2025 Executive Officer Salary and Bonus Arrangements for Great Southern Bancorp, Inc. and Great Southern Bank

Summary

This document outlines the 2025 base salaries and bonus arrangements for executive officers of Great Southern Bancorp, Inc. and Great Southern Bank. It lists the annual base salaries for six named executives and details their eligibility for cash bonuses. Bonus amounts are tied to company pre-tax earnings, targeted earnings per share, and individual performance, with specific percentages and eligibility varying by executive. The agreement sets clear compensation terms for the upcoming year but does not establish new contractual obligations beyond those already in place.

EX-10.7 2 gsbc-20241231xex10d7.htm EX-10.7

Exhibit 10.7

Current Executive Officer Salary and Bonus Arrangements for 2025

Base Salaries

The base salaries for 2025 for the following executive officers of Great Southern Bancorp, Inc. (the “Company”) and Great Southern Bank (the “Bank”) currently are as follows:

Name and Title

    

Base Salary

William V. Turner

$200,000

Chairman of the Board of

the Company and the Bank

Joseph W. Turner

$461,492

President and Chief

Executive Officer of the

Company and the Bank

Rex A. Copeland

$508,305

Treasurer of the Company

and Senior Vice President and

Chief Financial Officer of the Bank

Kevin L. Baker

$508,305

Vice President and Chief

Credit Officer of the Bank

John M. Bugh

$508,305

Vice President and Chief

Lending Officer of the Bank

Mark A. Maples

$195,700

Vice President and Chief Operations

Officer of the Bank

Description of Bonus Arrangements

Pursuant to his employment agreement with the Company, Mr.
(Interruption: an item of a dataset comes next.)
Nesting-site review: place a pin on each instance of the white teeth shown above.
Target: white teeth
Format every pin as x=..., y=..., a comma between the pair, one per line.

Joseph W. Turner is entitled to an annual cash bonus equal to one percent of the Company’s fiscal year pre-tax earnings.  Mr. William V. Turner is not entitled to an annual cash bonus under his employment agreement. Mr. Rex A. Copeland does not have a bonus arrangement governed by contract; however, the Company has established an annual cash bonus for Mr. Copeland equal to 0.06 percent of the Company’s fiscal year pre-tax earnings. Additionally, Mr. Copeland may earn a separate cash bonus of up to 10.63 percent of his annual base salary based on the extent to which the Company achieves targeted earnings per share results. Mr. Kevin L. Baker and Mr. John M. Bugh do not have bonus arrangements governed by contract; however, they each may earn a cash bonus of up to 10.63 percent of their annual base salary based on the extent to which the Company achieves targeted earnings per share results. Mr. Mark A. Maples does not have a bonus arrangement governed by contract; however, the Company maintains an incentive bonus arrangement under which he and certain other officers may earn a cash bonus of up to 19.13 percent of their annual base salary, with up to 10.63 percent based on the extent to which the Company achieves targeted earnings per share results and up to 8.50 percent based on the officer’s individual performance.